Rubrics

Rubrics are the main component of this framework. A rubric is simply a list of criteria. They are the first thing you should write down when writing a grader.

Within this framework, rubrics are represented with .yml files in the rubrics/ directory. "YAML" is a markup language that you can read about here. It's pretty common within sysadmin tools and chances are you're already familiar with it. We can use YAML to write out the details of our criteria.

A Practical Example

Rubrics are very easy to understand if you see one.

In the git_lab example, we wrote a hypothetical assignment for our hypothetical students. This lab is meant to teach our students about git and how to use it. We came up with 4 criteria that will make up our assignment. These criteria are

  1. The student must install git and have it available at the command line
  2. The student must initialize git in a directory
  3. The student must make at least 3 commits in that repository
  4. The student must push the repository to Github and have it publicly accessible

This is a great start. All we need to do is formalize this into a rubric.

# Our assignments name
name: Git Lab
# An optional description
desc: A lab to teach git

# Set a deadline
deadline: 2023-06-07 23:59:59
# Don't allow late submissions
allow_late: false


# A list of our criteria
criteria:
  "Git installed":
    func: git_installed
    desc: Git should be installed and accessible
    worth: 25
    messages: ["installed", "not installed"]

  "Git initialized in repo":
    func: git_init
    desc: Current directory should have git initialized
    worth: 25
    messages: ["initialized", "not initialized"]

  "Commits present":
    func: commits_present
    worth: 25
    desc: Current git repository should have more than 2 commits

  "Repo pushed":
    func: repo_pushed
    worth: 25
    desc: Current git repository should be pushed to github

You can see that each criteria has a name, a point value, and some other configuration options. The only required fields are the name and worth, everything else has defaults.

Lets dissect one of the criteria

# ...
criteria:
  # The criteria name
  "Git installed":
    # This is the name of the corresponding function.
    # if you omit this, the function name will be the criterion's name,
    # lower-cased and whitespace replaced with dashes
    func: git_installed
    # Just a description. Students will see this when grading
    desc: Git should be installed and accessible
    # The point value, can be any number, even negative.
    worth: 25
    # Success/failure messages. These default to "passed" and "failed".
    # The're just some extra information for the student
    messages: ["installed", "not installed"]
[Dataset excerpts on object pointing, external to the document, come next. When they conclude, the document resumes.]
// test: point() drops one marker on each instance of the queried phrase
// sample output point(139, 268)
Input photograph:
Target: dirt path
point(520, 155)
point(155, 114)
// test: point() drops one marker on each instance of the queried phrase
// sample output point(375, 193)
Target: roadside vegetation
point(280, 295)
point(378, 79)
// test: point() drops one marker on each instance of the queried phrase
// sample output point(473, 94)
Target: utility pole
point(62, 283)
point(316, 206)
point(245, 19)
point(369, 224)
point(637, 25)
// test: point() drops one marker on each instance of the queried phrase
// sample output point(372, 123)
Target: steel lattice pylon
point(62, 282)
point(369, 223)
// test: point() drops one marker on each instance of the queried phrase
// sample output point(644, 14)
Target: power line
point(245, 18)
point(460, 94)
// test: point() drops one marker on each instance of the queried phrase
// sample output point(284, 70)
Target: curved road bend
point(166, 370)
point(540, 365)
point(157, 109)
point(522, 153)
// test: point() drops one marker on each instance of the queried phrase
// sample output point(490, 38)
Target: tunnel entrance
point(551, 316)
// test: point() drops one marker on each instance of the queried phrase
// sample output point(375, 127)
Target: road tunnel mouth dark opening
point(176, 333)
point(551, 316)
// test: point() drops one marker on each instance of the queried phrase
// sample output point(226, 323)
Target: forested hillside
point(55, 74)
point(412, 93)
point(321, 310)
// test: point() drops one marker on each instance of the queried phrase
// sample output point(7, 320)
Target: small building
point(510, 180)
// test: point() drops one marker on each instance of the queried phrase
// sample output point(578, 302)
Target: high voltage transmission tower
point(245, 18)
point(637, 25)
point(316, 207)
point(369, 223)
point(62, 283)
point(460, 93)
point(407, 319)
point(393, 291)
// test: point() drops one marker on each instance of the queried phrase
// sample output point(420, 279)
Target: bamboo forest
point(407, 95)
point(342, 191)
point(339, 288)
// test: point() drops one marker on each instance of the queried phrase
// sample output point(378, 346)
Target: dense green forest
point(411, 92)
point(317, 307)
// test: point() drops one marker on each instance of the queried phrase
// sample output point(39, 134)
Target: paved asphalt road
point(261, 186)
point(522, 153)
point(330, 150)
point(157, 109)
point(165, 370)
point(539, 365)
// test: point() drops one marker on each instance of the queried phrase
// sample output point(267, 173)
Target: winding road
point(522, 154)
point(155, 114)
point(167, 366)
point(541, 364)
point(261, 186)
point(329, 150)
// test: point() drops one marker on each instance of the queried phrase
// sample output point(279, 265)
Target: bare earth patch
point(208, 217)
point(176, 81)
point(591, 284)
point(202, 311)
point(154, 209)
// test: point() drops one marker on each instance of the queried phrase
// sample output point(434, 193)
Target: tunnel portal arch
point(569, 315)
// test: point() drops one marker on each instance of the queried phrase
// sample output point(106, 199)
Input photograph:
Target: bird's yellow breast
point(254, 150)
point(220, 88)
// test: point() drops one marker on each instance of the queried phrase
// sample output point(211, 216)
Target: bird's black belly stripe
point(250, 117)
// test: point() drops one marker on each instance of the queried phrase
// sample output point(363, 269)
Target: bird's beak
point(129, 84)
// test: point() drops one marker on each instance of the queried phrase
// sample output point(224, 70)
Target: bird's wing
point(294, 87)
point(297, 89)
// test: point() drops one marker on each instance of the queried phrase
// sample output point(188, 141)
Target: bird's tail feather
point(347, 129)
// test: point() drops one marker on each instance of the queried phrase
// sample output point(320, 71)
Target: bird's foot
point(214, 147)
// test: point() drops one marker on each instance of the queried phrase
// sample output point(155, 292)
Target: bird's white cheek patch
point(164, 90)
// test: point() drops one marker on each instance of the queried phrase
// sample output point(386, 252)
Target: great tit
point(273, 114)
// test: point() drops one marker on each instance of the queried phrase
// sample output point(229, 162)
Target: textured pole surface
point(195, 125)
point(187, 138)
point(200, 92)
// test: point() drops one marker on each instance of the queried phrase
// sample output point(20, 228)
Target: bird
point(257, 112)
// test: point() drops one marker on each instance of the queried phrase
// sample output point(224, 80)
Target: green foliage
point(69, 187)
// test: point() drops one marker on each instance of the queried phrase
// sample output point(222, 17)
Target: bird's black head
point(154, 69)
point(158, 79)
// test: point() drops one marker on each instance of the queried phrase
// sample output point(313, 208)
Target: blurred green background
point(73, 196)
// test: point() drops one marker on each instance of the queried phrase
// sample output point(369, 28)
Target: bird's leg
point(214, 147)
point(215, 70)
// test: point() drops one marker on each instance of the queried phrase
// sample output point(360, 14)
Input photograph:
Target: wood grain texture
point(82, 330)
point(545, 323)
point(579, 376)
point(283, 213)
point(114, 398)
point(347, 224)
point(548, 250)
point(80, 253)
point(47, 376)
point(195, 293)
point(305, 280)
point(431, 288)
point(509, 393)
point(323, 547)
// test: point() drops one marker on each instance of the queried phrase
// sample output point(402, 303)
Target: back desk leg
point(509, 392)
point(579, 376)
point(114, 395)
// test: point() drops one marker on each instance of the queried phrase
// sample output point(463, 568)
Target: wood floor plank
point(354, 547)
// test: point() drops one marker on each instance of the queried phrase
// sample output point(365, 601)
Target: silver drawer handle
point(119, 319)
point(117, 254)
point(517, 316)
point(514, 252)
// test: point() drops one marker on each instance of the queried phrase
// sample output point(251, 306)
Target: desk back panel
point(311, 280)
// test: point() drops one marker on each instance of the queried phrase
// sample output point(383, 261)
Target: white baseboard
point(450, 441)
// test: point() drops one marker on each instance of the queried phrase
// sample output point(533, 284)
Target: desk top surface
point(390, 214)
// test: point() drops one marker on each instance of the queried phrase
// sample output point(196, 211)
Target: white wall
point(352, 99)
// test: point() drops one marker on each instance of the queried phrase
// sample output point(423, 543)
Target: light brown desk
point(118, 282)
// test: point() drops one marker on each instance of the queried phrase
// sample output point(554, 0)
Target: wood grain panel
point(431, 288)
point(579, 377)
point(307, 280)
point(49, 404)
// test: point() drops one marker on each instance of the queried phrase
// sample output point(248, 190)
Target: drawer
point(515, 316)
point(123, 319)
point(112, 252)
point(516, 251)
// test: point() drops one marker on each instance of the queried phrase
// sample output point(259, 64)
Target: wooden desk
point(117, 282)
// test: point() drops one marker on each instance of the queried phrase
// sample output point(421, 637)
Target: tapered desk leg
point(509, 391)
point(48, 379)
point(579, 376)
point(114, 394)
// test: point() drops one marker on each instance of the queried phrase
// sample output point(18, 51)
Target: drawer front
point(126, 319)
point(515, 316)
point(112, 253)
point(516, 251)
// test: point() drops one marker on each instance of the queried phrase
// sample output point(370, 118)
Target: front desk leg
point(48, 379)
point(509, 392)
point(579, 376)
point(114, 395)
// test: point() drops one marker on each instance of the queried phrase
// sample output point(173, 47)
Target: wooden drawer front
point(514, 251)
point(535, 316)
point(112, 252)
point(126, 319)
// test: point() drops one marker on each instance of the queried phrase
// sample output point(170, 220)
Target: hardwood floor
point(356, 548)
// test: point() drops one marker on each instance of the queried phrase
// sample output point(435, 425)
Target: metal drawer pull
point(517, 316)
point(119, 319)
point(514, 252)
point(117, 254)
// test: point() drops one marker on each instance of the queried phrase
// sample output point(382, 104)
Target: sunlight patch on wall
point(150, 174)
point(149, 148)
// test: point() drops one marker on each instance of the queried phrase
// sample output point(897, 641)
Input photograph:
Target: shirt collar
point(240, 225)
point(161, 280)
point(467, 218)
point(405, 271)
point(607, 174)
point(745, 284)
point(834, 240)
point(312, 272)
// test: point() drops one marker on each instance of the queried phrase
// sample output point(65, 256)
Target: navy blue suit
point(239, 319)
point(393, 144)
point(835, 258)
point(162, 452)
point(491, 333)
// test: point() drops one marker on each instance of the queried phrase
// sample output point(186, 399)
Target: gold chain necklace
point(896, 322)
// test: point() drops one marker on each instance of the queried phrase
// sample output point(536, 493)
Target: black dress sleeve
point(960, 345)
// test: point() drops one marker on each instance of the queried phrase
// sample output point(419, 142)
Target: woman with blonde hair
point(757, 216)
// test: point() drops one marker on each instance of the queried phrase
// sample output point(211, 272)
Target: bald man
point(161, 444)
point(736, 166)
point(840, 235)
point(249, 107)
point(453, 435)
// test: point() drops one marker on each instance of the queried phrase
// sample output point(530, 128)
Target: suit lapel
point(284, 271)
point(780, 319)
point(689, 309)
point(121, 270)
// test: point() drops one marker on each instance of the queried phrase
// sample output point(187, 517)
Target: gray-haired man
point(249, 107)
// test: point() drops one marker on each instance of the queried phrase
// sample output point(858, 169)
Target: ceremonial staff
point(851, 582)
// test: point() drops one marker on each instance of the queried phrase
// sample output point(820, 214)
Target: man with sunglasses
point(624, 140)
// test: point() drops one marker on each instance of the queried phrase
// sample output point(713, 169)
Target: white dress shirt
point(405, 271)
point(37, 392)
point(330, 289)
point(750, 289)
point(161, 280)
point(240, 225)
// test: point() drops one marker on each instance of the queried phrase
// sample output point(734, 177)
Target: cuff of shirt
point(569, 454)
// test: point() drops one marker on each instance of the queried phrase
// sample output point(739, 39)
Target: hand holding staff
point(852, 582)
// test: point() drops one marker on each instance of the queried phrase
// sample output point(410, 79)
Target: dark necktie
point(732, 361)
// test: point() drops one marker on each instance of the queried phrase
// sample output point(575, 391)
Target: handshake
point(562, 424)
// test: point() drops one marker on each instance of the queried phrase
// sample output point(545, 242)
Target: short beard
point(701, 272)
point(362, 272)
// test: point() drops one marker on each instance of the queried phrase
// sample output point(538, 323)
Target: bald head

There are a few more options that you can provide, which you can read about on the Rubric Specification Page.

Loading a Rubric

After writing out a rubric in a .yml file, we can load it into our grader and use it.

The first step to loading a rubric is reading the file. This is done with the yaml! macro.

let rubric_yaml = yaml!("../rubrics/main.yml").expect("Couldn't load file!");

yaml! loads a file relative to the current file. It returns a Result, so we can deal with the error if we want. It's usually a good idea to call expect() so the program crashes if the file couldn't be read.

yaml! is special because it embeds the .yml in the compiled executable. This means you don't have to distribute the rubric file with the executable. Your rubric can also be kept private if you want it to be.

Next, we just have to pass the YAML data to the Rubric struct like this

let rubric = Rubric::from_yaml(&rubric_yaml).expect("Bad YAML!");

Note: We're using expect() again here. We want the program to crash at compile-time when we're working on the grader, not at run-time when the students are using it. Better for us to deal with the error than them.

Writing The Tests

We have a rubric loaded, but it has no way to actually verify that the criteria have been fulfilled. We're going to write one function for each of the criteria. The function (called a "criteria test" or just "test") has the responsibility of ensuring the criteria was actually fulfilled by the student.

Assignments obviously vary greatly in scope and material, so writing these tests is the bulk of the work to be done when writing a grader. It all depends on what the student should be doing.

Things like installing Git or running a web server are easy to verify, but other tasks might not be. Because every criteria has a function, the full force of Rust is on your side. You may have to get creative in writing your tests. You can always look at the examples on Github for inspiration.